There's the obligatory drunk police chief - no wait a minute, that's Sam Rockwell, he's the drunk but he's not the chief. The police chief is Woody Harrelson and he has a terminal illness but other than that, only the scantest of other clues to his character.
We know he is married to a young Australian girl (Abbie Cornish). Who says Hollywood can no longer contemplate a ludicrous age gap? But the Cornish character was presumably on a doomed domestic flight from Sydney to somewhere when she found herself stranded in the twilight zone that is Ebbing.
Harrelson and Cornish have two children who are cute and play a curious fishing game by themselves on the edge of a lake. This allows their parents to treat themselves to some off screen hanky-panky and because of this, their children's safety is rather secondary. Harrelson's quiet performance, in a wonderful white shirt, has echoes of Jeff Bridges in 'Hell or High Water'. Although that's where the comparison ends. He really exists only in the mind of the director or writer, or both of them, to compose three hand written letters that will get our director or the writer off a troublesome hook and make everything right for everybody.
Then, finally there's Frances McDormand as Mildred , our Three Bill Boards girl. Now, anyone who has seen Ms. McDormand in previous productions will have fond memories of Fargo and Blood Simple and Olive Kitteridge and so on. But, and let's be clear about this, Frances McDormand could waltz through this sort of script while asleep. On a stretcher. In the dark. A ground breaking performance it is not. It's as though she planned to try something else but, and Pavlov was right on this, as soon as an actor sees a red light and hears a bell many of them just can't help but deliver their stock performance.
In McDormand's case it's from her Sour and Harsh canon and regrettably she will not develop beyond this now as an actress.
So what does all this strange little film add up to?

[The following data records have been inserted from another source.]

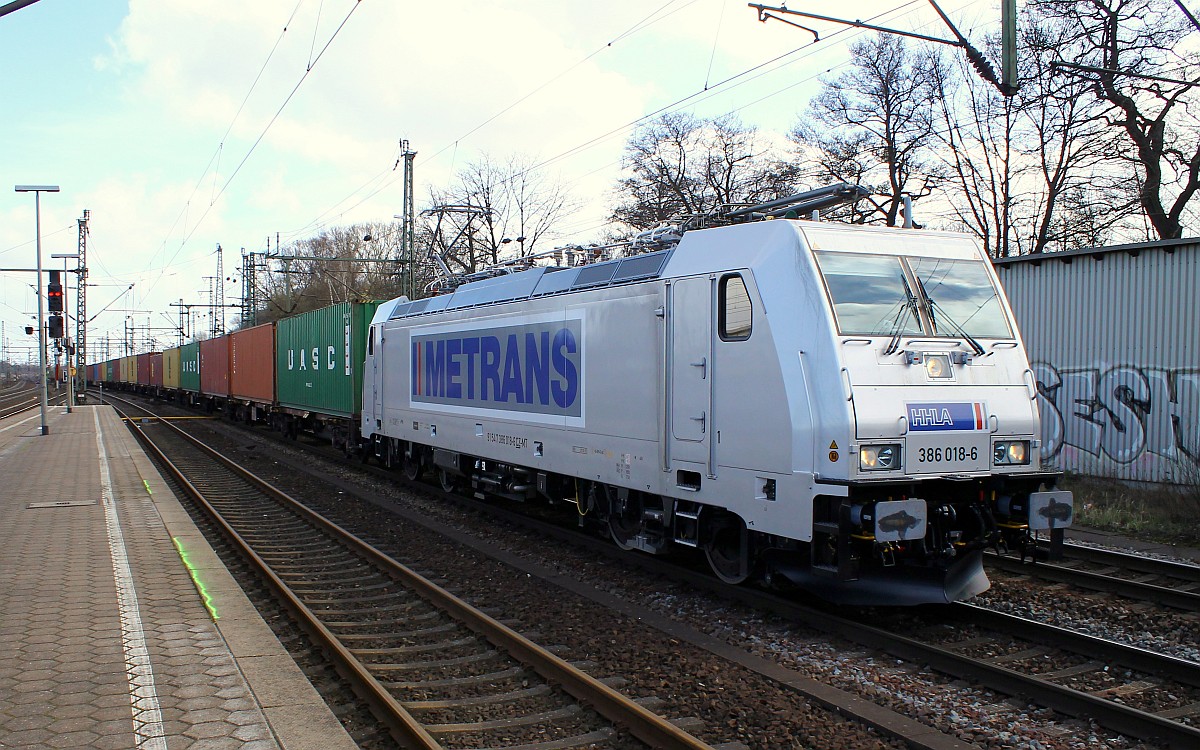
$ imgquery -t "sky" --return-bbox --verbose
[0,0,1002,363]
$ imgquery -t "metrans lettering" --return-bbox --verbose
[411,319,582,418]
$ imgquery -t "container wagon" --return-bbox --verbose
[199,335,231,405]
[119,355,134,385]
[179,342,201,404]
[136,353,152,390]
[275,301,380,450]
[163,347,181,391]
[149,352,164,392]
[230,323,275,422]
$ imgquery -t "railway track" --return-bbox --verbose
[498,511,1200,749]
[986,544,1200,611]
[109,392,1200,748]
[0,384,37,419]
[0,386,67,421]
[110,397,732,750]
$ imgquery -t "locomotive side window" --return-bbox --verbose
[368,326,375,355]
[720,274,752,340]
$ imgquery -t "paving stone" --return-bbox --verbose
[2,727,54,746]
[47,729,101,748]
[185,720,237,740]
[5,714,54,731]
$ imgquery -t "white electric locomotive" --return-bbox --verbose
[361,206,1072,605]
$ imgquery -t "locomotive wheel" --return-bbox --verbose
[402,454,422,481]
[704,511,751,585]
[606,487,643,551]
[438,467,457,493]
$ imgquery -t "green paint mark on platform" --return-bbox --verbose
[173,536,218,620]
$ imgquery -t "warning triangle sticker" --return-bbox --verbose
[828,440,839,450]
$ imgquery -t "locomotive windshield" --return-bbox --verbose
[814,253,923,336]
[815,251,1013,339]
[908,257,1013,339]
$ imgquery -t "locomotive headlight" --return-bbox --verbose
[993,440,1030,465]
[925,353,952,379]
[860,443,902,471]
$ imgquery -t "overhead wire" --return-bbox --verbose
[291,0,935,244]
[279,0,704,241]
[105,0,987,331]
[140,0,364,304]
[142,0,307,276]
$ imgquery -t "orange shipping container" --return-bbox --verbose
[230,323,275,404]
[199,335,231,397]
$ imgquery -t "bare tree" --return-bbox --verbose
[931,15,1133,257]
[610,112,799,231]
[1034,0,1200,240]
[930,47,1020,255]
[255,221,416,322]
[424,155,580,277]
[794,33,946,226]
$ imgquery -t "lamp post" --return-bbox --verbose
[14,184,60,436]
[52,252,80,414]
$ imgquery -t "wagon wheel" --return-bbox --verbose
[606,487,643,552]
[703,510,751,585]
[437,467,457,493]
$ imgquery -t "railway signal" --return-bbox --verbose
[47,270,63,312]
[48,314,63,340]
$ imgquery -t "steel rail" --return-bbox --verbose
[663,569,1200,750]
[950,603,1200,686]
[986,551,1200,611]
[1037,542,1200,582]
[338,460,1200,750]
[115,400,718,750]
[0,391,64,421]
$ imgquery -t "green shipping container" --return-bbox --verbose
[275,301,380,417]
[180,341,201,393]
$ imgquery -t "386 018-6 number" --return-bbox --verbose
[916,445,979,463]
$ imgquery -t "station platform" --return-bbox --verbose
[0,403,358,750]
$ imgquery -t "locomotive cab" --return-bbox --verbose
[761,222,1073,603]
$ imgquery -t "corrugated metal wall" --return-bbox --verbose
[994,240,1200,484]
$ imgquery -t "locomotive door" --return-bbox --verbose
[369,325,382,430]
[669,277,713,467]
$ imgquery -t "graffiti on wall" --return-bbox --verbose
[1034,362,1200,483]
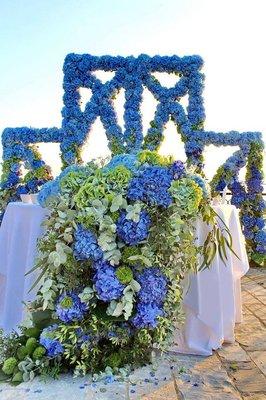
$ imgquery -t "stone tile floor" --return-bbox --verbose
[0,268,265,400]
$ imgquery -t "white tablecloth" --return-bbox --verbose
[173,204,249,355]
[0,202,249,356]
[0,202,48,332]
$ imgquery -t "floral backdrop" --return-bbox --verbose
[0,54,265,264]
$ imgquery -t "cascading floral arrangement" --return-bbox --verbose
[0,151,234,383]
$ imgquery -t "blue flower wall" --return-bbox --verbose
[0,54,265,264]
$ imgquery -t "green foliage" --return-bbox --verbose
[105,352,122,369]
[169,178,203,215]
[17,346,29,361]
[138,150,172,166]
[2,357,18,375]
[24,327,41,338]
[105,166,132,189]
[12,371,23,383]
[32,347,46,360]
[25,338,38,355]
[115,266,133,284]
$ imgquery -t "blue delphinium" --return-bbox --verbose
[74,224,103,261]
[116,210,151,245]
[56,292,88,323]
[127,166,173,207]
[93,261,125,302]
[170,161,186,180]
[39,324,64,357]
[137,268,167,305]
[132,302,164,329]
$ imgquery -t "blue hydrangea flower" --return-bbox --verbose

Probably, just like La La Land, it proves you can fool all of the people some of the time - even an Oscar jury.
My memory of Three Billboards will be the indulgent script and lack of editing and Sam Rockwell's strange haircut and Frances McDormand's relentless bandana and strange haircut and Clarke Peters flashing his cop's badge a little too early - so when an elderly 'Sidney Poitier' shows up in town our surprise is muted.
Oddly, and this is a clue to how a film can mask the insubstantial talent of the writer and director, the minor roles here only serve to amplify the massive theatricality of the principal performances and the production as a whole.
And so it will fade away and get an Oscar for something and the game can go on.